Resources in .Net == bean factories in spring?

I was reading through MSDN documentation yesterday and it struck me that the Resources feature in XAML is actually a bean factory in the world of spring. It looks different, but the idea of storing objects defined in XML and making that accessible, and having hierarchical contexts was pretty much like spring. It makes you realize that using spring at a more fundamental level inside of RCP applications could be a good idea. The hierarchical contexts appear to be automatically assembled based on the scope of the resources e.g. Windows.Resource versus Page.Resource I believe are automatically nested.

On a separate note, DataContext looks to be the same as a hibernate Session although .Net DataContext has more support for data binding and other features. The DataContext provides identify scoping boundaries, has connection information, etc.


The real issue for the eclipse RCP is that the jface GUI elements do not allow more lifecycle control when defined in the plugin extensions. The plugins often define a class attribute for a specific configuration element but you cannot control when and how that element is created.

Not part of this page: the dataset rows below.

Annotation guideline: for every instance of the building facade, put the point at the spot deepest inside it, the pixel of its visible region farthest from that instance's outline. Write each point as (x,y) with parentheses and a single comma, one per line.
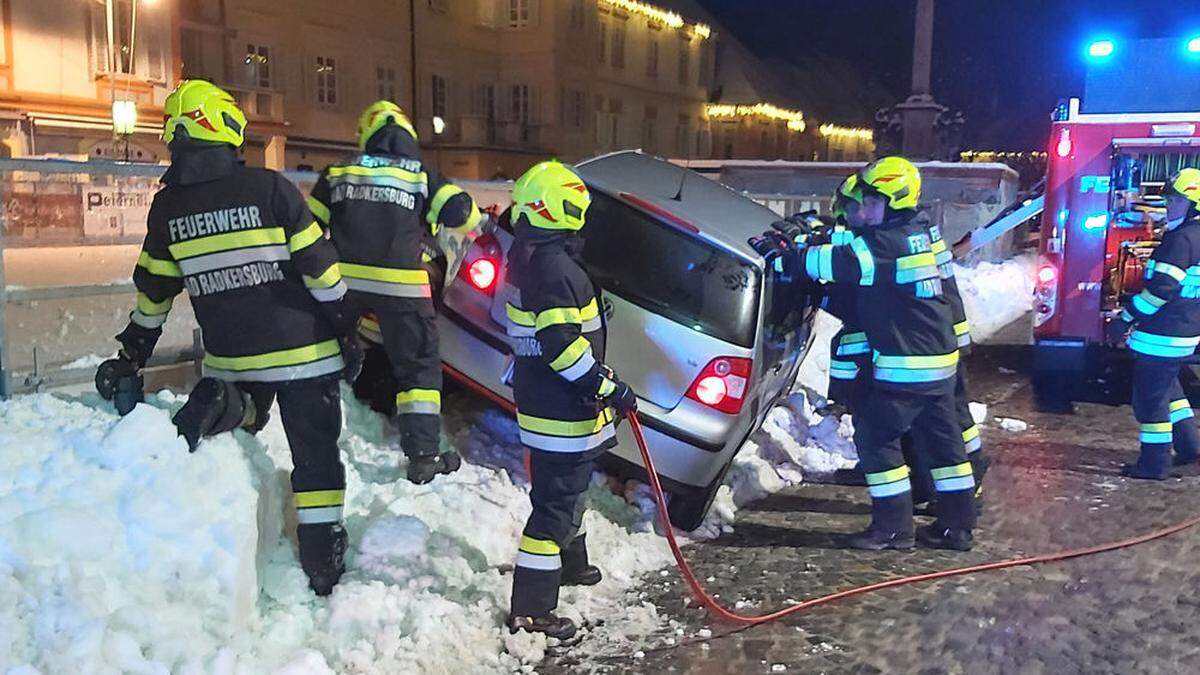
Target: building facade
(493,85)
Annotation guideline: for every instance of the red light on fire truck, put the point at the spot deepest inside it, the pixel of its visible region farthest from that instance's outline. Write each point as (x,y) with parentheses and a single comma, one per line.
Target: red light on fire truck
(1065,145)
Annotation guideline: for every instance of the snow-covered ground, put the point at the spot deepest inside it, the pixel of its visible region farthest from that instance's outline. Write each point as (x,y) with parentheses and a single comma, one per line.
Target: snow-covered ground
(123,553)
(996,294)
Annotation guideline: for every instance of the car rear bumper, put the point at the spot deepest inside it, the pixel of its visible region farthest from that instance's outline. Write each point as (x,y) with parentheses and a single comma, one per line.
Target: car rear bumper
(679,455)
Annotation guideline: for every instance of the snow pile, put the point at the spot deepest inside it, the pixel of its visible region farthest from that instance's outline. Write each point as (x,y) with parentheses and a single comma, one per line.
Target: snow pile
(123,553)
(793,440)
(996,294)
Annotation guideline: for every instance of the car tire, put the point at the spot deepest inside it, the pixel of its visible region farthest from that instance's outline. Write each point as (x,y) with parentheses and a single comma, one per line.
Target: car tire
(688,507)
(1050,395)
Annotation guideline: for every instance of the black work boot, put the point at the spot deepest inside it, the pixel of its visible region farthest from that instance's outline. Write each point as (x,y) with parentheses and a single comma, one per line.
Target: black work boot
(322,555)
(939,536)
(891,525)
(423,469)
(550,625)
(576,569)
(214,406)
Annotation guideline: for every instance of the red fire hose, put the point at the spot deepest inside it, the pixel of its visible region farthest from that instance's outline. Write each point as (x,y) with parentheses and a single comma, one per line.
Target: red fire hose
(714,607)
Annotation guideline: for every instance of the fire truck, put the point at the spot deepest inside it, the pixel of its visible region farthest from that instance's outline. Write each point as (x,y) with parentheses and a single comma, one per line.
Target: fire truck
(1109,156)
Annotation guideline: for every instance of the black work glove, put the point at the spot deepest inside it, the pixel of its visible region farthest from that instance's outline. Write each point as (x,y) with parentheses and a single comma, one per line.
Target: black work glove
(615,393)
(1117,329)
(772,244)
(797,228)
(353,356)
(120,381)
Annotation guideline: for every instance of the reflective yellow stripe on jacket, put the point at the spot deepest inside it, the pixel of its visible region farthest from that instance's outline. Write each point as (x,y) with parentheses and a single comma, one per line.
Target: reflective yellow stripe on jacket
(387,281)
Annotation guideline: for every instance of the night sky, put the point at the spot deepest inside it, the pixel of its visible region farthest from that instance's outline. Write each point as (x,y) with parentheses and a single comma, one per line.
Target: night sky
(1005,63)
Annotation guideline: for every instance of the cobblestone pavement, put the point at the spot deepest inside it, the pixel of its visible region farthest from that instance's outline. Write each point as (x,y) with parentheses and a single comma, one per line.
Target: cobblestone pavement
(1054,487)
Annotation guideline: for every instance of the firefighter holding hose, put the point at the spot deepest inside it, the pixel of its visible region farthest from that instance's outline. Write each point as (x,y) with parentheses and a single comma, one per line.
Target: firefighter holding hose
(567,399)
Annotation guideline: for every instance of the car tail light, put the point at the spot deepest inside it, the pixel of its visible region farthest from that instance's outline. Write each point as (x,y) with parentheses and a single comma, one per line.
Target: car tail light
(481,267)
(723,384)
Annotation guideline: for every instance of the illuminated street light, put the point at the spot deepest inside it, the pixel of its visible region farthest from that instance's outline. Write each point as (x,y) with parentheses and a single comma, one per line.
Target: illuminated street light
(125,117)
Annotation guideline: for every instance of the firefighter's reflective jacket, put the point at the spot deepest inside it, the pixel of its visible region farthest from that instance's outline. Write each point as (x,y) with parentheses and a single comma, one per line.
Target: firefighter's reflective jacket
(850,345)
(899,297)
(262,278)
(1167,312)
(381,207)
(949,284)
(558,342)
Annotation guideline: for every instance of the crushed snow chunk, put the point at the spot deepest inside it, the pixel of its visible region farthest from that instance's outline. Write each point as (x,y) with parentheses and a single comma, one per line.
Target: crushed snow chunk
(978,412)
(1012,424)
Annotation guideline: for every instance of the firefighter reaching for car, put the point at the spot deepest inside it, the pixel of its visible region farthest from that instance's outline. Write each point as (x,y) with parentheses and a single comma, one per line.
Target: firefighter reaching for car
(267,292)
(910,327)
(379,205)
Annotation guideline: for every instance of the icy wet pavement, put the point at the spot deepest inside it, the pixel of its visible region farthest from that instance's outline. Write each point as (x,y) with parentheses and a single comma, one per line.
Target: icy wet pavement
(1053,487)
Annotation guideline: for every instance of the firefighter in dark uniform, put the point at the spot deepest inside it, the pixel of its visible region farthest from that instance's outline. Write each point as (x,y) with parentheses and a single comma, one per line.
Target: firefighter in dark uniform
(379,207)
(910,327)
(1165,322)
(850,353)
(567,399)
(971,438)
(265,288)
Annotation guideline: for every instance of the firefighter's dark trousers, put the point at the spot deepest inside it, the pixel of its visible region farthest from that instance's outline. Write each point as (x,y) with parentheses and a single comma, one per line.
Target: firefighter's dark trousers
(1164,414)
(850,383)
(311,412)
(971,440)
(411,340)
(551,537)
(887,414)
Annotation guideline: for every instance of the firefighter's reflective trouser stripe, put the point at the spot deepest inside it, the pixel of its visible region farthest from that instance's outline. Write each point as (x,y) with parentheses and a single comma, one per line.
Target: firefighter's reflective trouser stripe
(409,336)
(552,532)
(285,365)
(916,369)
(311,412)
(885,417)
(1162,346)
(567,436)
(1164,414)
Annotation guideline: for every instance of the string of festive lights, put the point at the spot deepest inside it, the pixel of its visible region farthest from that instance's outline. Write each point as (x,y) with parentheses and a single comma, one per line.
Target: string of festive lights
(985,155)
(835,131)
(795,119)
(665,17)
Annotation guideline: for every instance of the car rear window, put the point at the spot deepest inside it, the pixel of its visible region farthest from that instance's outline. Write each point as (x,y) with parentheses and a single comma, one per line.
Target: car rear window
(671,273)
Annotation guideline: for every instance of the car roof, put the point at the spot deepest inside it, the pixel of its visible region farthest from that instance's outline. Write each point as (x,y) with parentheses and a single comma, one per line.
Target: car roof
(721,215)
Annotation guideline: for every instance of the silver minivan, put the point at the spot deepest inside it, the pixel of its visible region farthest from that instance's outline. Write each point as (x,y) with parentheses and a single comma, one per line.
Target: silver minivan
(706,334)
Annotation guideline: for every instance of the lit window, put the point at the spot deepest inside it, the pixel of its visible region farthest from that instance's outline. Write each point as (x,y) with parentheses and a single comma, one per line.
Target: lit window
(385,83)
(618,45)
(439,97)
(519,13)
(258,65)
(327,81)
(684,61)
(604,42)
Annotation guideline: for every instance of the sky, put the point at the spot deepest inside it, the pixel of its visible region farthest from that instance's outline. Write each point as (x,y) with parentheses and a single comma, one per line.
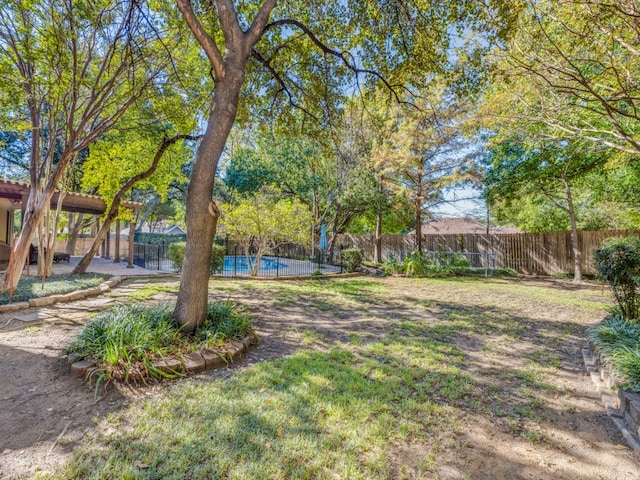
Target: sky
(462,202)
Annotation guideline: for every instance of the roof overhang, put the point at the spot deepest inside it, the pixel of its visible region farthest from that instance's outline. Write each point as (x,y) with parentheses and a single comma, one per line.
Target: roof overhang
(17,192)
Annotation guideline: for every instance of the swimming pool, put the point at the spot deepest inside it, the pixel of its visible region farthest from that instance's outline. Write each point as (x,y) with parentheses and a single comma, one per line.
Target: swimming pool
(242,265)
(272,266)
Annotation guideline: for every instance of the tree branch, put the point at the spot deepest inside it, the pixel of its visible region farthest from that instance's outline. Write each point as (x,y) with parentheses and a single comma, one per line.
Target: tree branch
(204,39)
(342,56)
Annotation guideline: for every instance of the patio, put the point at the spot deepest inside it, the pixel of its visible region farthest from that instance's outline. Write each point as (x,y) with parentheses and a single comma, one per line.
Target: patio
(98,265)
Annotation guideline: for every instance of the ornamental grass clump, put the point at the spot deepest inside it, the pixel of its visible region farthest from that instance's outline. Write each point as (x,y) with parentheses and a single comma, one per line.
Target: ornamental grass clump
(124,341)
(617,340)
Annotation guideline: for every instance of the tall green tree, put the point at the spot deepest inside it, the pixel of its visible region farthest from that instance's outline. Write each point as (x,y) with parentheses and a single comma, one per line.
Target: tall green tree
(549,169)
(573,66)
(307,57)
(265,222)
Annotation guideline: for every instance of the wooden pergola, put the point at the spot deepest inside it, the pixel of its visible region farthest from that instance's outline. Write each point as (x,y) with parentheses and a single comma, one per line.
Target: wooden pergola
(18,193)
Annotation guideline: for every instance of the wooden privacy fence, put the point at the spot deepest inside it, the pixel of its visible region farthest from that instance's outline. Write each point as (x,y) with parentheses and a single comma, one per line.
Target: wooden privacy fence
(529,253)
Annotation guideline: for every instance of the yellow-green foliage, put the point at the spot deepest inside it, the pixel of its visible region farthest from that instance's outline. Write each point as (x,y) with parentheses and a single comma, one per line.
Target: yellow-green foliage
(266,219)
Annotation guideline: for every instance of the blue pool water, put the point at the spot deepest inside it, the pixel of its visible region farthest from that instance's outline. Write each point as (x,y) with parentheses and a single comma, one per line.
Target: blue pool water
(242,264)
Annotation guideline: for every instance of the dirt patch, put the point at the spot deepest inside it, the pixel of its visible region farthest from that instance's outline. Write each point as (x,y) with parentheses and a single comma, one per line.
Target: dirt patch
(533,412)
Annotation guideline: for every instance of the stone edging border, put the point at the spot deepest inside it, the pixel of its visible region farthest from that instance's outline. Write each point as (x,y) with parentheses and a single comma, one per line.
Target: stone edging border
(64,297)
(204,359)
(622,407)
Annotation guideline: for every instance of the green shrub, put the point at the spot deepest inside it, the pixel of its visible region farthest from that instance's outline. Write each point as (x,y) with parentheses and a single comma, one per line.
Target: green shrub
(175,252)
(418,264)
(352,258)
(618,263)
(216,265)
(129,337)
(393,266)
(618,341)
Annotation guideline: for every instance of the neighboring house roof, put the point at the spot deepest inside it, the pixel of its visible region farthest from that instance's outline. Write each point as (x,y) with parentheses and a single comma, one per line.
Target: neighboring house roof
(457,226)
(71,201)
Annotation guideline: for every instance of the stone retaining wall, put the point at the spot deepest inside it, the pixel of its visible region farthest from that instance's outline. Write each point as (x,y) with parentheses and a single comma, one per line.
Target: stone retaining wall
(623,407)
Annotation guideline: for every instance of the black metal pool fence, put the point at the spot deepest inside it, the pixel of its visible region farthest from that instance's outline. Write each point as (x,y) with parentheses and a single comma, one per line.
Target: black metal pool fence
(285,260)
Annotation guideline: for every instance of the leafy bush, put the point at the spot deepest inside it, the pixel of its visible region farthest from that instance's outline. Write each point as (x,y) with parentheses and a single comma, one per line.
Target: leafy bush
(129,336)
(216,264)
(618,263)
(352,258)
(31,287)
(393,266)
(175,252)
(418,264)
(618,341)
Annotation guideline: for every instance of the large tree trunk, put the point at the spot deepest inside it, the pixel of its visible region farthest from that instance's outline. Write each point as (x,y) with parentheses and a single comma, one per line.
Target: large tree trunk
(30,225)
(418,229)
(201,213)
(377,256)
(577,268)
(74,230)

Typically, it would be desirable to create this element in a context like spring's so we could achieve XAML-like programming environments.



Interestingly, when working with binding, specifying static versus dynamic resources is much like specifying a FactoryBean in your context versus a direct resource specified in XML. Its not an exact analogy though because a StaticResource in a Context or Resource is not suppose to change at all but in a spring context, you can retrieve the bean in a context and programmatically change it in code.



The DataContext also acts as a PresentationModel design pattern. In fact, the DataContext typically holds data specifically targeted for the GUI. Note that a DataContext is typically part of the general Resources context although I have not seen explicitly how this is autowired.